The line between whether an individual is an employee of a company or an independent contractor can sometimes be blurry. Employers like to classify workers as independent contractors because they are less expensive than employees. The correct classification depends on the weight placed on a number of factors.
A group of captive insurance agents filed a class action lawsuit in a federal court in Ohio against the insurer they represented. The insurer classified them all as independent contractors; the agents argued that they were actually employees, as the federal Employee Retirement Income Security Act (ERISA) defines that term. As independent contractors, they were ineligible for any of the benefits the insurer provided to its employees. They argued that they should be entitled to the benefits as well.
According to the appellate court’s published opinion:
- All of the insurer’s agents signed contracts stipulating that they were independent contractors
- The agents filed their taxes as self-employed individuals and were able to deduct business expenses from their taxable incomes
- They were paid commissions, not salaries
- They received no paid time off
- They established their own offices and office hours, hired and paid staff, and obtained their own furnishings and supplies
- The insurer’s training manuals referred to agents as “employees”
- The agents reported to sales managers who were not even aware that they were independent contractors
- The managers told them which products to prioritize, required daily activity reports, and required them to spend nights after hours making cold calls for life insurance
- The insurer had authority over where agents’ offices were located and over hiring and firing decisions
- The insurer provided them with a comprehensive insurance and sales training course
- They were not permitted to represent other insurers and were discouraged from taking on other work, insurance-related or not
- The insurer referred to the position of an agent as a “career position”
- Agents were subject to a one-year non-solicitation agreement following departure from the company
- Agents were prohibited from selling their agencies or from assigning the rights to their income to others
The lawsuit went to trial, and the jury concluded that the agents met the ERISA standard for employees. The insurer appealed the ruling.
The majority of the appellate court overturned the jury’s verdict and ruled that the agents were independent contractors. Citing a prior ruling by the U.S. Supreme Court, they reached this conclusion because:
- The skill required of insurance agents demands considerable training and education
- Despite the insurer’s influence, the agents had considerable latitude in hiring staff, deciding their compensation and benefits, and classifying them
- The agents “invested heavily” in their businesses, paid rent, worked out of their own offices, earned commissions, and paid taxes as independent contractors
- The contract between the agents and the insurer expressly labeled the agents as independent contractors
One judge dissented from the ruling, disagreeing with the majority’s conclusions on skill and hiring and with the relative weight they placed on each factor. He also dismissed the use of the “independent contractor” in the contract as “susceptible to manipulation such that over-reliance on (it) would ‘defeat the purpose’ of ERISA.” Regardless, the court ruled that the agents were not employees and not eligible for benefits.
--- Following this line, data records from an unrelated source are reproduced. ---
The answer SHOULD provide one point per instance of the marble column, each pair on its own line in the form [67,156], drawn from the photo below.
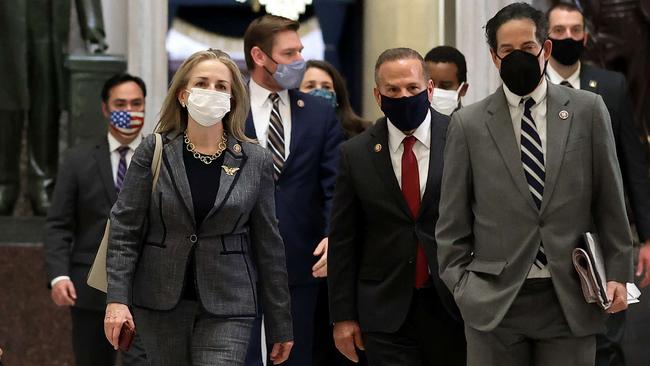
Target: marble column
[417,24]
[482,75]
[146,55]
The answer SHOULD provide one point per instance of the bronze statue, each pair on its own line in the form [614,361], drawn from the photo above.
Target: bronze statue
[33,42]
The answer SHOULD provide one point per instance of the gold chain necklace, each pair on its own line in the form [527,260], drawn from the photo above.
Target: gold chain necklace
[206,159]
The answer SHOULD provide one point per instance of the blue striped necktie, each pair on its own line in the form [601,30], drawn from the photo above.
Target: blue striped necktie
[121,168]
[276,136]
[532,158]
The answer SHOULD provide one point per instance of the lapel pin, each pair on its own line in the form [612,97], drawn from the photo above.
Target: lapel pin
[229,170]
[563,114]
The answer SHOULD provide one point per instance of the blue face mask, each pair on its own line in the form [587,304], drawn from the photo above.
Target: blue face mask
[290,75]
[330,95]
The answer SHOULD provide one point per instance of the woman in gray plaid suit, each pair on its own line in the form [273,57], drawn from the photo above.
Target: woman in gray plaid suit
[186,257]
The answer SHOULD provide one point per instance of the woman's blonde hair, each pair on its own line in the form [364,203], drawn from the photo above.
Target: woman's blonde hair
[173,117]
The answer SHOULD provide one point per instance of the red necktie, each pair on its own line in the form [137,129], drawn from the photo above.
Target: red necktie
[411,191]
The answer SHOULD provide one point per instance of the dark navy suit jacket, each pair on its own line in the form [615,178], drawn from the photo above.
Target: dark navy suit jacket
[303,194]
[631,153]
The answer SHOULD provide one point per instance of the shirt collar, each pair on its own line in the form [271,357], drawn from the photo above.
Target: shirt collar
[538,95]
[113,144]
[555,77]
[422,134]
[259,95]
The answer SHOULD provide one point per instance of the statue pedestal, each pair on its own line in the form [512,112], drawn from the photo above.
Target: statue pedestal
[87,74]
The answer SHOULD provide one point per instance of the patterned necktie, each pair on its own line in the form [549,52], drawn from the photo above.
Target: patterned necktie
[566,83]
[121,167]
[276,136]
[532,158]
[411,192]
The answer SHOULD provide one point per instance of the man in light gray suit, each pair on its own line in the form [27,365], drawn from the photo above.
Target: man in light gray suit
[526,172]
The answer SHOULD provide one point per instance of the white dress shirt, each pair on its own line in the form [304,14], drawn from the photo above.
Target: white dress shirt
[555,78]
[421,150]
[261,107]
[113,145]
[538,112]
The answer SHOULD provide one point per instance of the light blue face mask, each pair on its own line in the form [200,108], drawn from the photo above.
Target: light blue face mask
[330,95]
[290,75]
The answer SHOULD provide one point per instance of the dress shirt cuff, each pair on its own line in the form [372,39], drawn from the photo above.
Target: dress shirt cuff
[59,279]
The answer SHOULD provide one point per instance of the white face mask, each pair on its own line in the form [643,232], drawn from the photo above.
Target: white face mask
[445,101]
[207,107]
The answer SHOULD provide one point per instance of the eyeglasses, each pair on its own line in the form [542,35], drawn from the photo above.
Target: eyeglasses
[533,49]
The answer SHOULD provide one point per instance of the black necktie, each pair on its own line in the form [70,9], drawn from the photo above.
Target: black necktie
[566,83]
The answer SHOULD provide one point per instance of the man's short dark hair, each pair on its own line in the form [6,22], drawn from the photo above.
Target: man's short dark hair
[513,12]
[400,53]
[450,55]
[119,79]
[567,7]
[261,33]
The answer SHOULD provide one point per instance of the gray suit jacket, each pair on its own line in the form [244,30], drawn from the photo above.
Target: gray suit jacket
[83,196]
[152,234]
[489,228]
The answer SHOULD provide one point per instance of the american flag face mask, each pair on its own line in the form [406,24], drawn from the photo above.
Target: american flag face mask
[126,123]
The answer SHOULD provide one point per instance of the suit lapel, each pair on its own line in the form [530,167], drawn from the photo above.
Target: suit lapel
[173,158]
[557,131]
[234,161]
[435,162]
[383,164]
[499,124]
[250,127]
[102,157]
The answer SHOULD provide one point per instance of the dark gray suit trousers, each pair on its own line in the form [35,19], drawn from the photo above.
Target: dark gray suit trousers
[534,332]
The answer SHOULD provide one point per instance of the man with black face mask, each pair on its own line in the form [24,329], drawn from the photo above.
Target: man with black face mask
[528,170]
[568,34]
[385,293]
[303,134]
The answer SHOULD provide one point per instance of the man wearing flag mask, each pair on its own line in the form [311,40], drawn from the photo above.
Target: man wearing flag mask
[88,182]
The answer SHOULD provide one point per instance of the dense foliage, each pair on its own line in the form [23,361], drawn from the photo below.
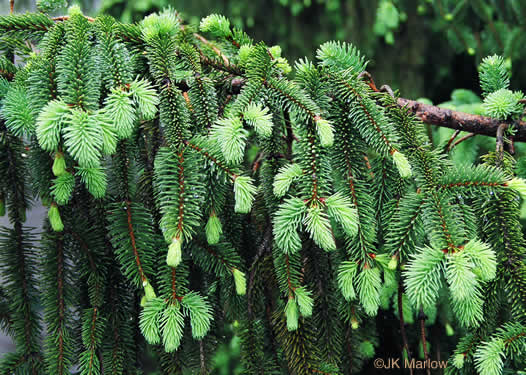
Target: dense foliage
[193,188]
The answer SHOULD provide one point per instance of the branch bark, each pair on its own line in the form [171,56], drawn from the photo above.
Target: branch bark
[460,121]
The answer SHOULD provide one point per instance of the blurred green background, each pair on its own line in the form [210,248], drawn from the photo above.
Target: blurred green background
[425,48]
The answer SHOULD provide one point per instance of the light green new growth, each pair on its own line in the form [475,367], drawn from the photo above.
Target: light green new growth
[304,300]
[240,282]
[291,313]
[318,226]
[244,194]
[174,255]
[285,177]
[213,229]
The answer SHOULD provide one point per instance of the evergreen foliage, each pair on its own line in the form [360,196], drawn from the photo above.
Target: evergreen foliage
[192,186]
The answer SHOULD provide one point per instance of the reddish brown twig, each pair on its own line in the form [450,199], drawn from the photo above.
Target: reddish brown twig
[458,120]
[467,136]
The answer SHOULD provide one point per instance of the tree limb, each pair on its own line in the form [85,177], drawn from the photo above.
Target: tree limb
[476,124]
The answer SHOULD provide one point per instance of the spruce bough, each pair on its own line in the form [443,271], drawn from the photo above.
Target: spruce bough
[297,209]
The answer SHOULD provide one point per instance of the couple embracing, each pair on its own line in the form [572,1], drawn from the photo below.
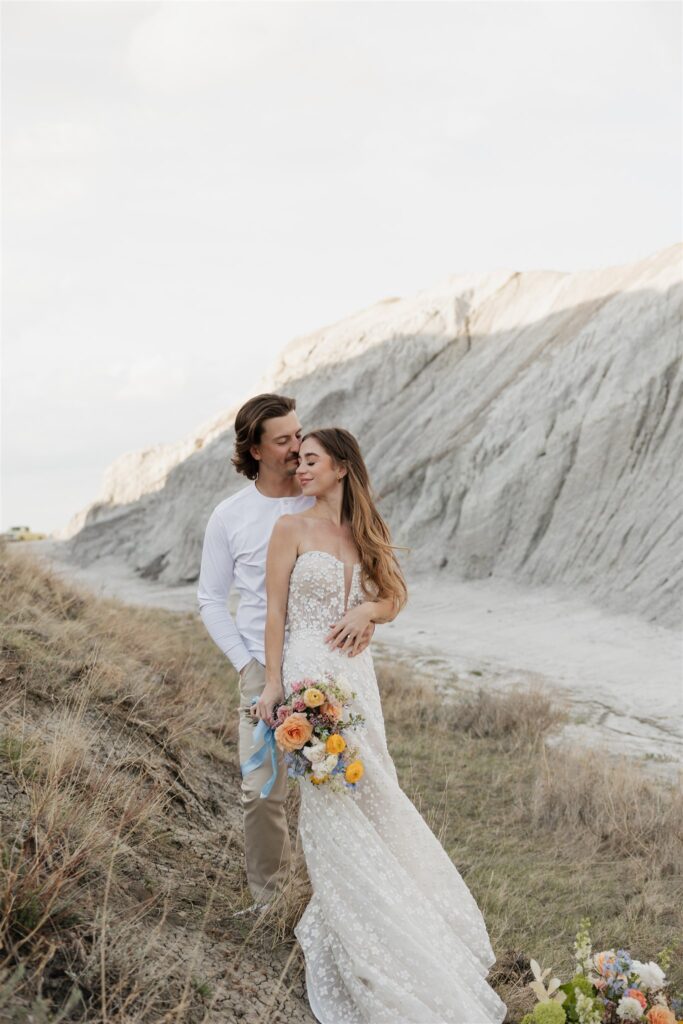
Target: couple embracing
[391,933]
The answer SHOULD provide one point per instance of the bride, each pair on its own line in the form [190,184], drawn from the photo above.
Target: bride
[391,933]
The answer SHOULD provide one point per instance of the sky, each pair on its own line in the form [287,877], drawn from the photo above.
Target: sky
[188,186]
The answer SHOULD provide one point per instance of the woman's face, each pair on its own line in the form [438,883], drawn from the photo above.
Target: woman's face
[316,472]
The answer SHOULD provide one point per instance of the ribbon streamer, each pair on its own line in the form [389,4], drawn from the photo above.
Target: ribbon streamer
[267,735]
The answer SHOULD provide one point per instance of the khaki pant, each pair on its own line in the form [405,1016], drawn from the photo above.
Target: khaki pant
[267,850]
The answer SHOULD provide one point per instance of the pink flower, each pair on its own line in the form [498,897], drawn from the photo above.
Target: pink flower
[635,993]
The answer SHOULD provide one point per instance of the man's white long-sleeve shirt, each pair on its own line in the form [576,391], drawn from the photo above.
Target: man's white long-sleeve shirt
[236,545]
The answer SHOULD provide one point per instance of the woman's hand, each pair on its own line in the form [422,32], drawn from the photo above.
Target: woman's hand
[271,694]
[347,634]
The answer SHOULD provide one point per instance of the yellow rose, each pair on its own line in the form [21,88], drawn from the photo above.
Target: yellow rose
[294,732]
[332,710]
[335,743]
[659,1015]
[353,771]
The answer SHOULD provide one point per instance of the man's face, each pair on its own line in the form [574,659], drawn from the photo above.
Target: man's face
[279,448]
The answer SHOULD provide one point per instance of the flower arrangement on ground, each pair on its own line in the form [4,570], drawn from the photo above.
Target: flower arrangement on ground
[608,987]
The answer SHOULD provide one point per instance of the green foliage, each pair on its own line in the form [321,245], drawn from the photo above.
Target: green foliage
[581,982]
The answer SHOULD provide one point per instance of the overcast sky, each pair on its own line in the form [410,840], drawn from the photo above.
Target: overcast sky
[187,186]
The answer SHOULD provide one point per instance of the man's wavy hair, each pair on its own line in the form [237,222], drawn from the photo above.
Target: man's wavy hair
[249,428]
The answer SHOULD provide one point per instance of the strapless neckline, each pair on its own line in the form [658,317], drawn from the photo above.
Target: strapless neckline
[315,551]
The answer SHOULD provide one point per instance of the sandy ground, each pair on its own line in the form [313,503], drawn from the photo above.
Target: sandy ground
[621,678]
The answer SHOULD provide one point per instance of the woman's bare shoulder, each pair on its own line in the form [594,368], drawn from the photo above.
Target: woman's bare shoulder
[291,526]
Prospective captive agents must weigh the advantages and disadvantages of the arrangement. Insurers provide training, some financial and operational support, and other means of support. However, captive agents generally are ineligible for benefits, as this decision shows, and the insurer can have a great deal of control over how they spend their time. This insurer’s agents learned only after long and costly litigation that the law is on the insurer’s side.
Anyone contemplating becoming a captive agent must do so knowing what the disadvantages are, including lack of control and no employee benefits, and decide whether the benefits outweigh them. As this case shows, it is a choice that is not right for everyone.